You’re at a certain distance, like the puppeteer.

This is why the Game Design process is what it is.

That’s the underlying reason why the prototyping and testing phases in the Game Design Iteration Cycle are so crucial. You must confront the real world and change your mind in the face of the evidence.

Yet, always remember that those “pieces of evidence” are never absolute because you’re considering your mental projection (Ideal Player). Players are not software to program but human beings who react differently to each stimulus. And the game they’re playing is just one among many stimuli.

That’s okay because, as we’ve said before, you can’t tailor your game to every subjective Player Experience.

This leads us to the most powerful tool a Game Designer has.

The Game Direction is the Holy Grail of Game Design.

You should base your entire design process on it, and it should drive every team decision. The Game Direction is the concrete manifestation of the Target Game Experience and is the first thing you should aim for.

This makes game development a sort of "reverse-engineering process". You first define the experience you want to achieve and then develop the best game that generates it. A game is like an orchestra with all the instruments working together to make the desired experience emerge. But, you need to be aware that, until you release the game, you lack a fundamental "instrument": the Player.

Understanding that the experience you're defining is the Target Game Experience and not the Player Experience makes you realize the amount of control you have. You know that, when testing your assumptions during iteration, you're designing a clue and not a cause-effect relationship.

That's why designing a game, especially a meaningful one, is so damn hard.

In the end, here is one of the most crucial things you need to remember.
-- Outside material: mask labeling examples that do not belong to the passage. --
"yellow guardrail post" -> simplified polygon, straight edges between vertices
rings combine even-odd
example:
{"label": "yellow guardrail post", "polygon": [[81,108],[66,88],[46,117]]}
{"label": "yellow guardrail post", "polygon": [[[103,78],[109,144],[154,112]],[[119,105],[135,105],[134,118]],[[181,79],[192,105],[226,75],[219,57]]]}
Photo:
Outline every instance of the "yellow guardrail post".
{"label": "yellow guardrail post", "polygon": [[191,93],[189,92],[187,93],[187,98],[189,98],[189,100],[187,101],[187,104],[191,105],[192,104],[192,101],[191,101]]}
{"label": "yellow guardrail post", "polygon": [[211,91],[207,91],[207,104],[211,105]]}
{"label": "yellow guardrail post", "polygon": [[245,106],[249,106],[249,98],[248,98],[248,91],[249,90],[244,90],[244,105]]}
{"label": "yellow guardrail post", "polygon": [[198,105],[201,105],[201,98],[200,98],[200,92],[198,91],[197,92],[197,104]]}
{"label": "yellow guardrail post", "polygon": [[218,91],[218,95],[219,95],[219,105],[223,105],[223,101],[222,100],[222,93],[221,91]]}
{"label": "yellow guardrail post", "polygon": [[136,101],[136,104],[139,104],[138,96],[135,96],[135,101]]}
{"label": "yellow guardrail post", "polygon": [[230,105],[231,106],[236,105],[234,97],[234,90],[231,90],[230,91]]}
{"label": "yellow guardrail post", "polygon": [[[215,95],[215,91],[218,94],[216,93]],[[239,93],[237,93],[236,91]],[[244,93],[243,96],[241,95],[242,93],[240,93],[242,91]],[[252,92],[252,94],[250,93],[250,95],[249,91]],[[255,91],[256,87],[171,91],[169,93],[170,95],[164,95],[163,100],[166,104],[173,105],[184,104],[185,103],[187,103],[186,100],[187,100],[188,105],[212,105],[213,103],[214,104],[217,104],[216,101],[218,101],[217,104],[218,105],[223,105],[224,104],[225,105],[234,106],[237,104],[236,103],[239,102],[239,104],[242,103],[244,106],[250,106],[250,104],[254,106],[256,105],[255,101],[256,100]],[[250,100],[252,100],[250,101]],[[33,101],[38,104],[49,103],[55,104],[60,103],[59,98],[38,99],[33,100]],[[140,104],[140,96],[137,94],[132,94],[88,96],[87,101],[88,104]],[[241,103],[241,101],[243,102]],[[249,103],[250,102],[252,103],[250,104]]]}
Your goal is not the game but the Player Experience.

A game is just the tool you've chosen to generate meanings. You don't design a game to design the game but to create an experience you think it's worth living.

A game and its experience are coupled in a mutual relationship where a change in one affects the other. Game Design is like water; it always takes the shape of the container you put it into. You can't change the shape of the water (game) without changing the container's shape (experience). And every time you change the shape of the container (experience), you force the shape of the water (game) to change.

The experience you want defines the game you want to make. And this is the core nature of Game Design as a discipline.

A game is just a means to an end, which is the Player Experience.

A Game Designer cannot touch the Experience he’s creating. Designing a game is always a reverse engineering process requiring strategically placing nudges and clues to generate the desired experience.